Our Rising Star this week is ATC Management's Matthew Greer, read on to find out how he's making it in the management game...
How did you break into the music industry?
While at university, I tried my hand at promoting shows in Camden and before that learned about club and gig promotion during [noughties] indie’s halcyon days when Frog at Mean Fiddler and Nambucca were cornerstones of London’s music scene. There are lessons learned during those days that I still refer to, as well as lots of fond but hazy memories. After university, I started scouting and interning at ATC Management, working on campaigns for Nick Cave & The Bad Seeds and more. In 2015 I started working with Frank Carter, Half Moon Run and Metric and am involved with all three acts today.

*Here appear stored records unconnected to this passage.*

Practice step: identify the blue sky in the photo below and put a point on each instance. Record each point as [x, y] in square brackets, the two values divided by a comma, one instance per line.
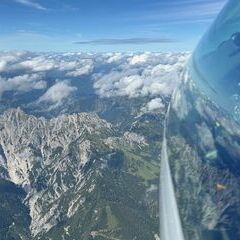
[105, 25]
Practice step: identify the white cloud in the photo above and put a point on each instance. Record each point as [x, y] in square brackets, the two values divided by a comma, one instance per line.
[154, 105]
[22, 83]
[33, 4]
[139, 59]
[86, 67]
[58, 92]
[144, 75]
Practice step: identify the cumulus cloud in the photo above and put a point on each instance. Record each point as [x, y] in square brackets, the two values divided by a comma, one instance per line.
[22, 83]
[142, 75]
[58, 92]
[121, 41]
[154, 105]
[130, 75]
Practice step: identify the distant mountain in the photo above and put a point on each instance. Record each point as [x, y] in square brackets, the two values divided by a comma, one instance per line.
[80, 141]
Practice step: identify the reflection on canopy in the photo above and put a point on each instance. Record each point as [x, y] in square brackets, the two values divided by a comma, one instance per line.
[215, 65]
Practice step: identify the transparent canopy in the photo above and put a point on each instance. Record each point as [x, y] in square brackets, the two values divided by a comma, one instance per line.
[215, 65]
[200, 161]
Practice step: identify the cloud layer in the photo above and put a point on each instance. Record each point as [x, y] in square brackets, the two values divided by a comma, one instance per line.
[122, 41]
[58, 76]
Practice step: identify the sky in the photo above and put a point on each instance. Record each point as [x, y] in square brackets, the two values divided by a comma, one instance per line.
[105, 25]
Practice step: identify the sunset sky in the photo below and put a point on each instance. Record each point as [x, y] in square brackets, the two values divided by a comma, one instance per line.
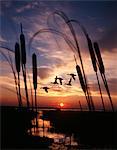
[55, 58]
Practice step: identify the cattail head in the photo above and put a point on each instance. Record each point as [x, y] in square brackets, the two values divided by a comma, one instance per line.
[100, 61]
[92, 54]
[17, 56]
[81, 78]
[34, 64]
[23, 48]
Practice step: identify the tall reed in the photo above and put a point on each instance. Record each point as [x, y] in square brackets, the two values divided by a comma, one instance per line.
[23, 63]
[34, 65]
[14, 74]
[17, 64]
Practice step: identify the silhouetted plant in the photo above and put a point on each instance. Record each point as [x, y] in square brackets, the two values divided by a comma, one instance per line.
[17, 64]
[23, 62]
[102, 72]
[34, 66]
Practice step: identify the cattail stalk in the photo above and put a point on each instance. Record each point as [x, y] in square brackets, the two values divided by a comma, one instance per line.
[34, 64]
[17, 64]
[94, 63]
[83, 84]
[102, 72]
[80, 105]
[23, 62]
[15, 79]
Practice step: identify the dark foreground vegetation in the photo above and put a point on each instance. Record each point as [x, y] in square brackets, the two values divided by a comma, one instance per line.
[90, 129]
[14, 125]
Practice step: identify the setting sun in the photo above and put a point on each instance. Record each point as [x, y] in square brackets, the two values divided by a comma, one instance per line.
[61, 104]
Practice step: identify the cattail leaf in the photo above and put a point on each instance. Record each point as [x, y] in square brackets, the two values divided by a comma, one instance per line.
[80, 78]
[23, 48]
[100, 61]
[17, 56]
[92, 54]
[34, 64]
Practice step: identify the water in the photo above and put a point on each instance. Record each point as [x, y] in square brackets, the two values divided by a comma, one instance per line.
[45, 129]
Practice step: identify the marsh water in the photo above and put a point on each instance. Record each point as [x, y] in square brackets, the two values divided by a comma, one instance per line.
[46, 129]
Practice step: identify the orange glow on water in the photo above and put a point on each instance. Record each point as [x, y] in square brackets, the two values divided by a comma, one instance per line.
[61, 104]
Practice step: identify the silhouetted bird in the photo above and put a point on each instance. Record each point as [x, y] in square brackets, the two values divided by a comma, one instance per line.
[45, 88]
[60, 79]
[55, 82]
[72, 75]
[69, 83]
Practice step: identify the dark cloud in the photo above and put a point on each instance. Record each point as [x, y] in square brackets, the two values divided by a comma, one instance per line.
[109, 40]
[44, 72]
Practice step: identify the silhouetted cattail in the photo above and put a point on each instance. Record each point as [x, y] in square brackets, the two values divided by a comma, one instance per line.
[100, 61]
[34, 64]
[23, 49]
[81, 78]
[17, 56]
[92, 54]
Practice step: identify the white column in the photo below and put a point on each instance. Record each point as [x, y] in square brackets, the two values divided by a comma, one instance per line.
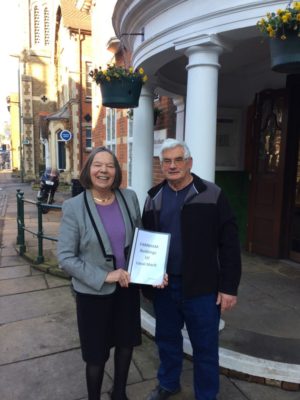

What’s your proudest achievement so far?
Having Top 20, Top 10 and Top 5 albums back to back with Frank Carter & The Rattlesnakes, while preserving their independence. Selling out O2 Academy Brixton and getting the band on the road with the Foo Fighters all summer are definite bucket-list moments too. There is lots more to come next year.
Management can be turbulent, with massive highs and crushing lows
What does it take to succeed in music?
Management can be turbulent, with massive highs and crushing lows. Maintaining a deep passion for music and the mindset that you never know what is around the corner is what drives me. The same applies in all other sectors – the music always comes first and opportunities appear often out of nowhere, changing a campaign or even a career overnight.
What does the future hold for rock?
The future looks bright with bands like Idles and Shame rewriting the rulebook and setting a new standard for the genre; writing powerful songs with depth but backed up with some of the most intense live shows people have seen in years. British guitar music suddenly feels like it’s about to turn a corner and become a global force. I am proud to be a small part of that with the Rattlesnakes. Across the pond, acts like H09909, Scxrlxrd and Ghostmane are also breathing life into the genre.
How would you change the biz?
The recorded music industry has spent years trying to move from an opaque set of business models to an ecosystem where artists have options and get treated fairly. It feels like progress has been made. In the live arena, more work is needed. FanFair Alliance has done a brilliant job of tackling industrial scale secondary ticketing whilst many stood by, watched and profiteered. However, there are still way too many mouths in the trough between artist and fan, and the live industry needs to come to the party and reform!